15

Eğer onlar seni, hakkında yani kulluğu haketme konusunda Allah'a ortak olmaya dair

bilgin olmayan bir şeyi (körü körüne) Bana ortak koşman için zorlarlarsa... ”Mücâhede": Düşmana karşı bütün gücünü, imkânını kullanmaktır.

Onlara, bana şirk koşma hususunda

itaat etme. Yani anne ve babanın hizmetleri büyük ise de evlâdın, günah olan şeyde onlara itaat etmesi caiz olmaz.

Onlarla dünyada dinin razı olduğu biçimde

iyi geçin. Müslümanın, anne ve babasına --kâfir bile olsalar- bakması, iyilik etmesi, hizmetlerinde ve ziyaretlerinde bulunması dinî bir görevidir. Ancak kendisini inkâra yöneltmelerinden endişe ederse bu durumda onları ziyaret etmeyebilir. Anne ve babası Hristiyan iseler onları kiliseye götürmez, çünkü bu, günahtır. Ancak kiliseden eve götürür.

Dinde

Bana tevhid ve samimiyetle

yönelenlerin yoluna uy. Böyle davrananlar olgun mü'minlerdir.

Sonunda dönüşünüz, senin ve anne-babanın dönüşü

Banadır. O zaman dönüşünüz anında

size, yapmış olduklarınızı haber vereceğim. her birinizin yaptığı iyilik ve kötülüğün karşılığını vereceğim.

Söz konusu âyet, cennetle müjdelenen on kişiden biri olan Sa'd b. Ebî Vakkas (radıyallahü anh) hakkında. Müslüman olduğu ve annesi, kendisinin dinden dönünceye kadar yiyip içmemek üzere yemin ettiği zaman inmiştir.

Bil ki, tek Allah inancından sonra en önemli görev şüphesiz anne ve babaya iyilik ve itaatta bulunmaktır. Nakledildiğine göre bir adam Hazret-i Ömer'e gelerek şöyle demiştir: ”Annem yaşlandı ve onu elimle yediriyor, içiriyor ve ona abdest aldırıyorum. Bununla hakkını ödeyebilmiş miyim?" Hazret-i Ömer: ”Hayır" demiştir. Adamın, ”Niçin?" demesi üzerine Hazret-i Ömer: ”Çünkü o, zayıf anında yaşamanı dileyerek sana hizmet ediyordu. Sen ise onun ölümünü isteyerek ona hizmet ediyorsun" diye cevap vermiştir.
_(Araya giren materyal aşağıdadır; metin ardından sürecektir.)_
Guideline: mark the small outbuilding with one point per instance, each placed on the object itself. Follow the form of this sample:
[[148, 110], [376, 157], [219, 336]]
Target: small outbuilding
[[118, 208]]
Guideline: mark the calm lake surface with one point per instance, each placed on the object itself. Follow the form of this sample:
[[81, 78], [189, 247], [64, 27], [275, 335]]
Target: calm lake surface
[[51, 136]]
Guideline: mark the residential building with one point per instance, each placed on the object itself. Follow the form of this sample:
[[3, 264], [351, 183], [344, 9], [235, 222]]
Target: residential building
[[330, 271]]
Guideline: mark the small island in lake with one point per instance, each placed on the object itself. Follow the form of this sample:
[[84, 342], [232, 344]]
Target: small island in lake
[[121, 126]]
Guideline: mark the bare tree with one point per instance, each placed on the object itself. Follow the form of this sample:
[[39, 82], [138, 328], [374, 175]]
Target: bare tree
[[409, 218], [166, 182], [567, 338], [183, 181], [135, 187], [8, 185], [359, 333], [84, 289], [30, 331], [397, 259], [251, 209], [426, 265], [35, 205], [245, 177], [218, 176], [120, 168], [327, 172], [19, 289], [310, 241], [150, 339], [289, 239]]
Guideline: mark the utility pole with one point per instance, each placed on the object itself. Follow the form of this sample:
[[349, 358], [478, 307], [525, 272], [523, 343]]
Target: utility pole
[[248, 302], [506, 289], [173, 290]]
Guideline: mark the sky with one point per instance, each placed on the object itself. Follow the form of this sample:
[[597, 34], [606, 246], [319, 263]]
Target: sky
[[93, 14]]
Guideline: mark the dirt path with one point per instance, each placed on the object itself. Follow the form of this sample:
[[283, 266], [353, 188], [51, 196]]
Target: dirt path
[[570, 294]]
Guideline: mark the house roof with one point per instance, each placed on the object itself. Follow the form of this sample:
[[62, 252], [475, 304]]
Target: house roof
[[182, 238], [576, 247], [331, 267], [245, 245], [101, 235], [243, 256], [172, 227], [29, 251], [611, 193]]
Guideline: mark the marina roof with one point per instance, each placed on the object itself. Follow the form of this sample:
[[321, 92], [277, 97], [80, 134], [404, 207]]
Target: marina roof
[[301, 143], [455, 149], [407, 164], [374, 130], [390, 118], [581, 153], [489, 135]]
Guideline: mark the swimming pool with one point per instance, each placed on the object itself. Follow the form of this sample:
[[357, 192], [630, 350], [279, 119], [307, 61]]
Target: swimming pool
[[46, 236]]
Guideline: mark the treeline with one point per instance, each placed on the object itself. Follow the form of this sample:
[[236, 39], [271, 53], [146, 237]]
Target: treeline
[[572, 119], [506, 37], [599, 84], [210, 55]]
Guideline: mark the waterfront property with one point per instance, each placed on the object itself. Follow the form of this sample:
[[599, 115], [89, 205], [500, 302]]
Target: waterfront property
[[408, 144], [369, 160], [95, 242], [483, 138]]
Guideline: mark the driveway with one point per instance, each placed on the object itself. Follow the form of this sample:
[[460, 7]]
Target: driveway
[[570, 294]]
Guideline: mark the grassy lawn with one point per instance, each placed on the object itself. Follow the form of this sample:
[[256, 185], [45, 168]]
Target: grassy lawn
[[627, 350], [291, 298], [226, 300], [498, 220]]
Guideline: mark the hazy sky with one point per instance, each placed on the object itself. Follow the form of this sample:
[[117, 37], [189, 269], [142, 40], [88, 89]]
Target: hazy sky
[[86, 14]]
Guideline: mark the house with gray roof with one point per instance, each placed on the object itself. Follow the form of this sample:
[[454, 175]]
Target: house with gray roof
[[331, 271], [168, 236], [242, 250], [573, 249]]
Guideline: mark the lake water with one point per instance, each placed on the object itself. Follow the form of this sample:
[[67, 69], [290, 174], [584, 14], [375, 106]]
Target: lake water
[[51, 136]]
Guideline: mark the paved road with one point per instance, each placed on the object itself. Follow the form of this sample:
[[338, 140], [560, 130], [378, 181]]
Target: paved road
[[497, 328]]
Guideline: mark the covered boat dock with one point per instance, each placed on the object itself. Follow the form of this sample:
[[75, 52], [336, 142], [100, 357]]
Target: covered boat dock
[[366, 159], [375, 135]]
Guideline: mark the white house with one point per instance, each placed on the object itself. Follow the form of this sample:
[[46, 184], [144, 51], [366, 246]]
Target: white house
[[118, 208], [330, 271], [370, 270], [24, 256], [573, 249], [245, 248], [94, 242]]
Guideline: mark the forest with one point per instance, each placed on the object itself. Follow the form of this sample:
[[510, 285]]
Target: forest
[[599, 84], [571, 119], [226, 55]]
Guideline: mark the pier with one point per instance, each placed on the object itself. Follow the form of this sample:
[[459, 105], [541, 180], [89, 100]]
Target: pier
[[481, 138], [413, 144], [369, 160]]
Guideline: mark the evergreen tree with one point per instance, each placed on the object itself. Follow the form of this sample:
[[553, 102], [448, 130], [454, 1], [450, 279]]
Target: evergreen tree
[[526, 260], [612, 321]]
Ata b. Yesar'in şöyle söylediği nakledilir: ”Bir topluluk yolculuğa çıkarak ”Berriyye" denen yerde konaklamış ve bu arada bir eşeğin anırmasını duymuşlardır. Bu anırma onları uykusuz bırakmış nihayet sabah olunca bakmışlar ve içinde yaşlı bir kadının bulunduğu bir kıl çadır görmüşlerdir. Bunun üzerine o yaşlı kadına: ”Biz bir eşeğin anırmasını işittik" deyince yaşlı kadın: ”O benim oğlumdur. Ve bana 'Eşek' diyordu. Ben de Allah'a, onu bir eşek yapması için duâ ettim. İşte bu yüzden o, her gece sabaha kadar anırıyor," demiştir.

Âyet-i kerime, kâfir ve münafıklarla dost olmanın nehyedilmesini ve iyi kullarla dostluk kurulmasının teşvik edilmesini içermektedir. Çünkü yakınlaşmak ve beraber olmak, etkileyici; huy cezbedici ve hastalıklar bulaşıcıdır. Ki, bu yakınlaşma sayesinde onların kötü ahlâkı ve çirkin davranışları bulaşmasın.

İbrahim Havas şöyle demiştir: ”Kalbin ilâcı beştir: Düşünerek Kur'an okumak, mideyi boş bırakmak, gece ibadet etmek, seher vaktinde Allahü teâlâ'ya yakarmak ve iyi kimselerle oturup kalkmaktır".